Vendredi 20 Octobre 2017

Paul Derreumaux : « l'Europe devrait structurer sa politique africaine »

Paul Derreumaux : « l'Europe devrait structurer sa politique africaine »
(La Tribune 12/09/17)
Paul Derreumaux, le fondateur de Bank of Africa

Désormais installé à Bamako, Paul Derreumaux jette un regard prospectif sur les économies africaines. Soulevant les blocages structurels et les écueils de gouvernance, il prévoit des écarts de plus en plus marqués entre des Etats, menacés par une croissance démographique galopante et un risque terroriste fort. Entretien avec Paul Derreumaux, le fondateur de Bank of Africa (BOA).

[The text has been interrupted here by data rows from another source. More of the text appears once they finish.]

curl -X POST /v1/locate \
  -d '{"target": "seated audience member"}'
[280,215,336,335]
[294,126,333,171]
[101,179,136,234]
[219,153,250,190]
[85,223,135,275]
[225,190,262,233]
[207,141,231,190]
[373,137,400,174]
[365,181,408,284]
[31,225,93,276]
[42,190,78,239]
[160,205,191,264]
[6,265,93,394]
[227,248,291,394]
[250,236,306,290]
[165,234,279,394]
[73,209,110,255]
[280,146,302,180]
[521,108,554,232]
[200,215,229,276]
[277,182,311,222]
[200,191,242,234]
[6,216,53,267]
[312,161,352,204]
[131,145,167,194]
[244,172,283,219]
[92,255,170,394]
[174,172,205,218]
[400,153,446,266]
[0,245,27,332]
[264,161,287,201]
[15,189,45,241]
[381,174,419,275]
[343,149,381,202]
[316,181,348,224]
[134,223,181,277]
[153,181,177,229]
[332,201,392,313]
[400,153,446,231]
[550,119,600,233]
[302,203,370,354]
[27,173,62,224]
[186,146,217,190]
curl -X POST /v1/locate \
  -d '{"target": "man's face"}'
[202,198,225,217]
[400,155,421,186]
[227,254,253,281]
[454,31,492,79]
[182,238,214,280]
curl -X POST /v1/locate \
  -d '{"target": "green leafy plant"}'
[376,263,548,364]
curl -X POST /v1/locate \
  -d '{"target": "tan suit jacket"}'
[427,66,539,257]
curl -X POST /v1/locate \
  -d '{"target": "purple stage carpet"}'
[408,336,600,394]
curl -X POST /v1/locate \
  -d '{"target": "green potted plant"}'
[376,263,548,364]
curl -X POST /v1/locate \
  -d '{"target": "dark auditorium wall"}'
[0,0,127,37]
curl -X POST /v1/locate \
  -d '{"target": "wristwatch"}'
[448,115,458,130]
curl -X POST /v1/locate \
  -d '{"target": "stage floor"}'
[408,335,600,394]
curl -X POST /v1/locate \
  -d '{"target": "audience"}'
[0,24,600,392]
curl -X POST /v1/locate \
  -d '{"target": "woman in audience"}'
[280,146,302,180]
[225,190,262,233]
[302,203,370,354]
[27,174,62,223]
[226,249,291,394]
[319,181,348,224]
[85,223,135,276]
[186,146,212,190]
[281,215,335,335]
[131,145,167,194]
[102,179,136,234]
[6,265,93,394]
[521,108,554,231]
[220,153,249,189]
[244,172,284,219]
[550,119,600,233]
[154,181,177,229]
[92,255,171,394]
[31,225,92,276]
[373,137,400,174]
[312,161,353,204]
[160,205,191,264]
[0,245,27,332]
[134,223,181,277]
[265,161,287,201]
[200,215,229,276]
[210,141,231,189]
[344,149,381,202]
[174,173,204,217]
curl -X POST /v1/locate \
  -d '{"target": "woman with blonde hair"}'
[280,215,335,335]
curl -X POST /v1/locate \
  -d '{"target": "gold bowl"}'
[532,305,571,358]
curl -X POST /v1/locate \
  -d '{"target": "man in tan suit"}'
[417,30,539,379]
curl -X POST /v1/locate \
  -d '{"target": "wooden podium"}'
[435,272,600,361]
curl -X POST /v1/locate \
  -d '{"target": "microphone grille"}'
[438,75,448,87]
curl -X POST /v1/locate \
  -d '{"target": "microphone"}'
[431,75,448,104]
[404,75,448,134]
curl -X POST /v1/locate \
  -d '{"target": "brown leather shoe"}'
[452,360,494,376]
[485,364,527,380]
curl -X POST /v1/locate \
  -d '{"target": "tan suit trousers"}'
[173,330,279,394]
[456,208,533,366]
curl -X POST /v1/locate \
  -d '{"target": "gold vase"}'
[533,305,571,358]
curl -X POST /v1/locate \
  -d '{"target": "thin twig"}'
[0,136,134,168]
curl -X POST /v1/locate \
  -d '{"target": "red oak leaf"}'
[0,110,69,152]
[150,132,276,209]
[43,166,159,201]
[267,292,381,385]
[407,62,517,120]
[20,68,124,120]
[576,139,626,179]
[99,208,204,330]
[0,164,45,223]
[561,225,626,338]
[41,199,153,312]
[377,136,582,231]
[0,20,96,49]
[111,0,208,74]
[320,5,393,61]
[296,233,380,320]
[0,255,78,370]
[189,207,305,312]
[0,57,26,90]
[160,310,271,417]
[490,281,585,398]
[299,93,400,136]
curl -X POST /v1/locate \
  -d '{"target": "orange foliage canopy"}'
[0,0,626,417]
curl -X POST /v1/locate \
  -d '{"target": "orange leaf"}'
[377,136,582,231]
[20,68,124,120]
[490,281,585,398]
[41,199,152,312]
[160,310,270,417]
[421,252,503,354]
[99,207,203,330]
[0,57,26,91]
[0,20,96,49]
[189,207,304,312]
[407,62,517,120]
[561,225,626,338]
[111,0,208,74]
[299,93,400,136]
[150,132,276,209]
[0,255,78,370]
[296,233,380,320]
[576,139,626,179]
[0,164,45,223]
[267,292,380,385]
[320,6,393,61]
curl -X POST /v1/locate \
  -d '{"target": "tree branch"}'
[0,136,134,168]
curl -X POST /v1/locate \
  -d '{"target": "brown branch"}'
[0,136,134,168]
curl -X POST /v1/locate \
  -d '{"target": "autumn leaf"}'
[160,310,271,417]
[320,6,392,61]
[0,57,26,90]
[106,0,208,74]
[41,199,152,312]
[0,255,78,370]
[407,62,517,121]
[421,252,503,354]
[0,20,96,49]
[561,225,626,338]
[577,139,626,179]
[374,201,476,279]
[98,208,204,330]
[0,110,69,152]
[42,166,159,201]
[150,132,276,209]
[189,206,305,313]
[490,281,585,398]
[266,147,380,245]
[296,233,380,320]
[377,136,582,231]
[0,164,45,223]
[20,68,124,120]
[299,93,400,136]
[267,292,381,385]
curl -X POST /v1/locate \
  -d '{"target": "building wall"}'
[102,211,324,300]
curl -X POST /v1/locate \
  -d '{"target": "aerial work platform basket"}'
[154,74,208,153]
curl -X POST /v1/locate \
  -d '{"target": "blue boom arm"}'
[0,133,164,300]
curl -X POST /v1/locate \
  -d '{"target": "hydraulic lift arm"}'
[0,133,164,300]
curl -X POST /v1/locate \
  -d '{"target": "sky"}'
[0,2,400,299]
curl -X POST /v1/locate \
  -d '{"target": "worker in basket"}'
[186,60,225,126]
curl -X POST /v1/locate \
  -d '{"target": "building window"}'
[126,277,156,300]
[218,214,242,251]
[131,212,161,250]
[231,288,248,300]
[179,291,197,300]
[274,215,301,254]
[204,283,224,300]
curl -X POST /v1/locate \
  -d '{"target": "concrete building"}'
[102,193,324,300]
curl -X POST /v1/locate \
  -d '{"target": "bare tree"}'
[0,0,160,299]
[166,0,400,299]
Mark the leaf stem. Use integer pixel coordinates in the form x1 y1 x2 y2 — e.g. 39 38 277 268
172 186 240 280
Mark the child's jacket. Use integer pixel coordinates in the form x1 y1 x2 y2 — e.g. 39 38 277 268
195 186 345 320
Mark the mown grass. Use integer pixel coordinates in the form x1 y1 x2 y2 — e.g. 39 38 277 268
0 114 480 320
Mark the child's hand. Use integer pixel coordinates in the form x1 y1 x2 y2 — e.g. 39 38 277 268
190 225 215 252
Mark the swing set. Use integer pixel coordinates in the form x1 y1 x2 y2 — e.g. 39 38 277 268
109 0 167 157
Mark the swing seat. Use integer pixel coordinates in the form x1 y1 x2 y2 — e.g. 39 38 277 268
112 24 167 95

LTA : Depuis que vous avez quitté vos fonctions de directeur exécutif de Bank of Africa Group, comment occupez-vous votre temps ?

Paul Derreumaux : J'écris des articles et je tiens un blog. Parallèlement, je suis administrateur et président de diverses sociétés. Je viens d'être nommé président d'un nouveau fonds d'investissement dédié au secteur financier, Yeelen (lumière en bambara, NDLR), basé à l'île Maurice, sponsorisé par la Banque ouest-africaine de développement (BOAD, NDLR) et dont le périmètre couvre les 8 pays de l'UEMOA.

A un niveau plus opérationnel, j'ai créé une société familiale de gestion d'actifs il y a 3 ans, Lawrence Capital, orientée vers des investissements de sociétés cotées -africaines ou non- qui investissent sur le Continent. Parallèlement, je m'implique dans l'immobilier au Mali à travers la société Lawrence immobilier et bientôt en Côte d'Ivoire, pour construire des maisons d'habitations de moyen standing. Enfin, je suis toujours administrateur de la Holding BOA et président de BOA Mali où je réside, ainsi que président de BOA France (la société financière française du groupe, NDLR).

Aujourd'hui, peut-on toujours parler de «l'économie africaine» ?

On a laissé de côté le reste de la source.